Meet the Architectural Minds Now Leaving Their Mark on The Met


“For a universal museum to fulfill its mandate, it needs to grow,” says Max Hollein, director and CEO of The Metropolitan Museum of Art, reflecting on the realities of evolving collections and shifting curatorial approaches. That spirit of change has long been built into The Met’s Fifth Avenue home: an architectural palimpsest dating to 1879, its original Gothic Revival edifice absorbed by additions to create the country’s most-visited museum.

Today, Hollein is shepherding The Met’s next chapter with a slate of blockbuster renovation projects, among them updates to existing galleries and the design of a new wing—all within the museum’s current footprint. “We are not moving one more inch into Central Park,” he notes.

Innovating alongside him are a group of firms poised for superstardom. “These are people at the top of their game,” Hollein notes of that roster. “A legacy institution like The Met is also involved in the architectural voices of the time.” Earlier this year, AD joined those design talents on a tour of the museum to preview big changes to come.

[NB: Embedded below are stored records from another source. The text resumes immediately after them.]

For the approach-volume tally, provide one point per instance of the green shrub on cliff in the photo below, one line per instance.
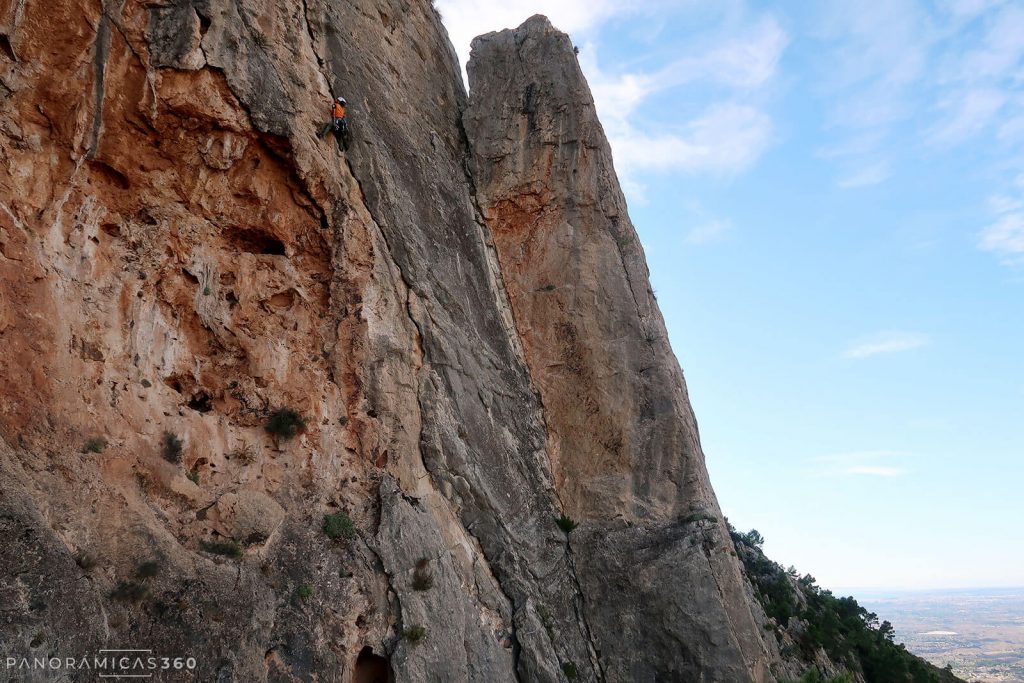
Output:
(285, 424)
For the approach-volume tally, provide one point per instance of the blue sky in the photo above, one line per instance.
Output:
(830, 196)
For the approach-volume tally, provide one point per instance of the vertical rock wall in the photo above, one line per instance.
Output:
(662, 588)
(180, 252)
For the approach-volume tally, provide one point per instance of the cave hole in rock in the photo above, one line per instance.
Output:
(372, 668)
(255, 242)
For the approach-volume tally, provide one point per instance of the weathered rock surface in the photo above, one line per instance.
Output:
(459, 308)
(624, 443)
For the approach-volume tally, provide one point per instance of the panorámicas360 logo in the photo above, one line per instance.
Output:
(133, 664)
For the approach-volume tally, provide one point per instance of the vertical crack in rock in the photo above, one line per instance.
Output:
(101, 48)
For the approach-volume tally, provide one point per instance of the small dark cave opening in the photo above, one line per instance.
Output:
(372, 668)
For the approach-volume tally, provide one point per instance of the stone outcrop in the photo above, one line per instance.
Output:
(458, 308)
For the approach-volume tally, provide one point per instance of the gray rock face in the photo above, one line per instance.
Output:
(653, 548)
(458, 307)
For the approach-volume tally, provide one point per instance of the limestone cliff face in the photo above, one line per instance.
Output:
(458, 307)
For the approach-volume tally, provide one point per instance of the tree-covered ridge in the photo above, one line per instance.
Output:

Meet the visionaries now leaving their mark.…

WHY

Kulapat Yantrasast, the founder and creative director of WHY, in the Michael C. Rockefeller Wing.

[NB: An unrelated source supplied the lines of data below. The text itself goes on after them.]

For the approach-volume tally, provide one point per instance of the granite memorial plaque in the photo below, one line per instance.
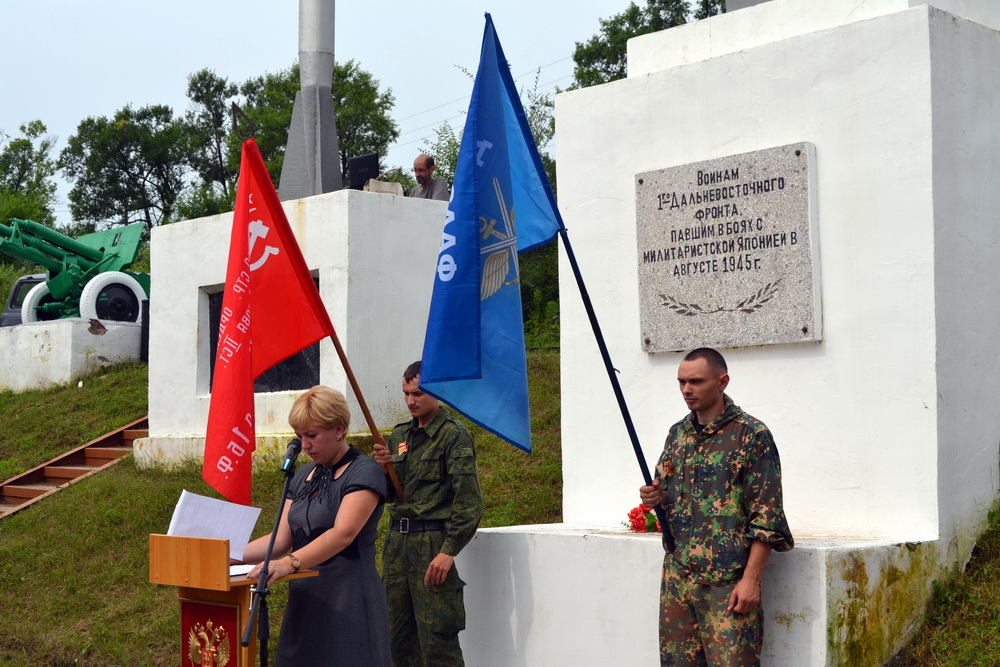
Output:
(727, 251)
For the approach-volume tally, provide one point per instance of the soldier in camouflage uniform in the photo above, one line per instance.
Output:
(719, 479)
(435, 459)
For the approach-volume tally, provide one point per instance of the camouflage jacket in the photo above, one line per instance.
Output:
(723, 491)
(436, 466)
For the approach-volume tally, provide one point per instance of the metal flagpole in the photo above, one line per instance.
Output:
(668, 538)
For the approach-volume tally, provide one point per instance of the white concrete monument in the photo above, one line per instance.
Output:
(886, 426)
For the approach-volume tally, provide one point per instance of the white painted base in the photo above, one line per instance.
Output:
(42, 354)
(564, 595)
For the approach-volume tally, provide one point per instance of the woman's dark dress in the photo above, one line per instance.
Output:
(339, 617)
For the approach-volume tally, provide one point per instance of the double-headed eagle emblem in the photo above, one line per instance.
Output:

When the Michael C. Rockefeller Wing first opened in 1982, it brought much-needed attention to the arts of sub-Saharan Africa, Oceania, and the ancient Americas, until then underrepresented fields of study. Scholarship, thankfully, has evolved and so, too, must architecture. Enter this international practice, selected to update the 40,000-square-foot galleries for the present—and future—moment. “We need to give rightful definition between each continent and among each culture,” says firm founder Kulapat Yantrasast, reflecting on the challenges of addressing so much geography and history. What had been a dimly lit sweep is now uplifted by natural light thanks to the state-of-the-art window wall, updated with fritted and filtered glass to protect sensitive objects. The collection, meanwhile, has been divided into distinct bands, with materials to distinguish each continent. Says Yantrasast, “You want the whole wing to feel integrated but give enough context to each region.” Visitors will see for themselves next year, when the space is set to reopen.

NADAAA

Nader Tehrani, principal of the Boston-based architecture firm NADAAA, in the Ancient Near Eastern and Cypriot Art galleries, now under renovation.